Perumusan Mekanisme Kolaborasi Gakkum SDA LH

Urgensi berkolaborasi dalam penegakan hukum sektor sumber daya alam terhambat ketiadaan petunjuk operasional. Diskusi ini berhasil mengumpulkan masukan.


Urgensi untuk melakukan kolaborasi, khususnya di bidang penegakan hukum sektor sumber daya alam dan lingkungan hidup (SDA LH), sebetulnya tinggi. Tapi, hingga saat ini, pelaksanaannya belum maksimal.

Hal itu umumnya disebabkan oleh ketiadaan petunjuk operasional untuk melaksanakan koordinasi, baik menyangkut pembagian urusan yang dikoordinasikan maupun peran masing-masing instansi yang terlibat. Sistem penilaian kinerja yang masih terbatas, dalam lingkup peningkatan kinerja bidang masing masing, cenderung mendorong setiap K/L mementingkan sektornya sendiri sehingga timbul ego sektoral yang menghambat sinergi antarsektor.

Menindaklanjuti hal tersebut, telah diselenggarakan focus group discussion (FGD) Perumusan Mekanisme Kolaborasi Gakkum SDA LH. Kegiatan yang dilaksanakan pada 23 Maret 2022 ini merupakan wadah untuk berbagi informasi dan mendapatkan masukan menyangkut praktik penegakan hukum sektor sumber daya alam dan lingkungan hidup. Peserta yang hadir merupakan perwakilan dari Kementerian Koordinator Politik, Hukum, dan Keamanan, Kejaksaan Agung, Kementerian Agraria dan Tata Ruang/Badan Pertanahan Nasional, Kementerian Kelautan dan Perikanan, serta Pusat Pelaporan dan Analisis Transaksi Keuangan.

Secara umum, dapat disimpulkan kendala terbesar pelaksanaan kolaborasi adalah ketiadaan kepemimpinan (leadership), anggaran, dan kendala nonteknis.
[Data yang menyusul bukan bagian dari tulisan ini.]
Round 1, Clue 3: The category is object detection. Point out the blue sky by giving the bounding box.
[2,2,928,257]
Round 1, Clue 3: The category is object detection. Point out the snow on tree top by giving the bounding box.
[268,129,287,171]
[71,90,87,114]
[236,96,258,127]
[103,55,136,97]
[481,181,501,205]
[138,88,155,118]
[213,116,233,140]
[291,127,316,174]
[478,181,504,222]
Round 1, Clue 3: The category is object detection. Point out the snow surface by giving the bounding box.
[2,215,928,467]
Perihal aspek kepemimpinan, diharapkan terdapat satu lembaga yang secara struktur berada di atas kementerian sektor dan bersifat independen, sehingga mampu mengorkrestasi upaya kolaborasi yang akan dilakukan.

Hal lain berkaitan dengan dengan kejelasan output kinerja personel di masing-masing lembaga. Formalitas ini menghambat semangat kolaborasi karena penilaian kinerja hanya berfokus kepada pencapaian internal. Sementara dalam dalam konteks anggaran, perlu dipertegas alokasi untuk kegiatan yang muncul di tengah jalan dalam konteks kolaborasi. Dalam hal ini, isunya adalah K/L atau institusi mana yang akan mengakomodasi anggaran yang ditujukan untuk kasus-kasus tertentu.

Berbagai informasi dan masukan yang disampaikan dalam FGD ini akan menjadi bahan penyusunan mekanisme kolaborasi penegakan hukum sektor SDA-LH. Ke depannya, mekanisme ini diharapkan dapat mengisi kekosongan pedoman operasional kolaborasi penegakan hukum sektor SDA LH.